A film made by young people in King’s Lynn to celebrate the history of Chapel Street premiered yesterday (Thursday).
It was shown to an invited audience at the Corn Exchange, where the young people received certificates recognising their achievements.
Film-makers Chloe Braithwaite and Samuel Hudson said: “Our task was to commission a film for Historic England as part of the Heritage Action Zone project, talking about the history of Chapel Street.
“Learning more about the history of Chapel Street was really interesting and talking to museum curators.
“We started in November, interviewing people who used to live in Chapel Street. There was a lot of work doing the research and fact-checking, and turning all that into a script.
“We directed it, filmed and edited it, and that was really good: we had to pitch to the graphic design team about what we wanted, it was really interesting talking with industry professionals.”
Rachael Williams, learning and engagement officer for Stories of Lynn, supported the group and said: “The young people who were commissioned to make this film have been amazing and they have proved they can deliver by producing this film on time and on budget.
“They have made this film themselves. They researched, filmed, edited and subtitled it, and did all the commissioning for any professional help needed: acting, musical composition and graphics.
“This project has also given them a deeper appreciation for King’s Lynn and the value of its history.”
The young film-makers are all members of Kick the Dust, a scheme which gives young people the chance to engage with local heritage and culture, and to develop their skills and confidence.
Heritage Action Zone (HAZ) is a five-year programme delivered by Historic England and West Norfolk Council. HAZ has focused on researching the heritage of the town and engaging with the community to understand the importance of this historic trading port.
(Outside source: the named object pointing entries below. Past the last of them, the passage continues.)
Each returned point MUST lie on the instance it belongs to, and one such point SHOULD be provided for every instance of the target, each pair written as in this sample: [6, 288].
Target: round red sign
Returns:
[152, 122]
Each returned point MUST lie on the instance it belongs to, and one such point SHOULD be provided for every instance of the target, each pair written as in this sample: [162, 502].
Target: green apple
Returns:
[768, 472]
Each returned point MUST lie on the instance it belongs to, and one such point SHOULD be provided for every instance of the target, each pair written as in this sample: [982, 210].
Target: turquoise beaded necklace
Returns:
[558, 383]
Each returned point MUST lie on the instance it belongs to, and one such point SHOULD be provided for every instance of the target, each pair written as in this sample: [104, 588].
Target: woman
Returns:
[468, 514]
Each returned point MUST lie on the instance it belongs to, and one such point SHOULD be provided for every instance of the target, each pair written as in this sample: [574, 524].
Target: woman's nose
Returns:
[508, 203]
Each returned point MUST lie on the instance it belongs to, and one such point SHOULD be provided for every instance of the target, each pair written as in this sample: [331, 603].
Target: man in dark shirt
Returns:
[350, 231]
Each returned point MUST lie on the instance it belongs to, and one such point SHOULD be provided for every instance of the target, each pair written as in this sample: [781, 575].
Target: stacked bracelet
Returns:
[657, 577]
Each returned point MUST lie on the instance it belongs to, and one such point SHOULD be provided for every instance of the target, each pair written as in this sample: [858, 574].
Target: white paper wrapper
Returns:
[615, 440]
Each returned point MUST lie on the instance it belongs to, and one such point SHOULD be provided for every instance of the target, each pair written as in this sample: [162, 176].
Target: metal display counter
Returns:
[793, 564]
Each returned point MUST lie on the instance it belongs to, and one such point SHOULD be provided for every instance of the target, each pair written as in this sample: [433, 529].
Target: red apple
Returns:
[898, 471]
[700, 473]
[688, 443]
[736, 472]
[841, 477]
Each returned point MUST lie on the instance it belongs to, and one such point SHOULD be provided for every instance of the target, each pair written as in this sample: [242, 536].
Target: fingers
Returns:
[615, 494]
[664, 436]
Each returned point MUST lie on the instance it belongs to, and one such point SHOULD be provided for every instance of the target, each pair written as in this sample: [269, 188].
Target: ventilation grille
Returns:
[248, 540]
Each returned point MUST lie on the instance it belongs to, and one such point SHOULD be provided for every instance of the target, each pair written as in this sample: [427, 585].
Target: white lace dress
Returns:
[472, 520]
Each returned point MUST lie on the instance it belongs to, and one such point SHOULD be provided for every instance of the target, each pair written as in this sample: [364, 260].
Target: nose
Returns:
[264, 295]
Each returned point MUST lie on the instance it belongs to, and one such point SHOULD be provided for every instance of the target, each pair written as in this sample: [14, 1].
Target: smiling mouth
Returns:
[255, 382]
Richard Blunt, chairperson of the HAZ project board, said: “King’s Lynn is a town with a wonderful history. The Heritage Action Zone has helped us to learn more about this history and how the power of the historic environment can be used to help us safeguard its future.
“Kick the Dust’s film is a fantastic project because it has helped this group of young people to learn more about the history of the town while at the same time giving them skills they can use when they go into employment.”
Tony Calladine, East of England regional director, Historic England said: “This fantastic film captures the personal stories behind the historic buildings of King’s Lynn.”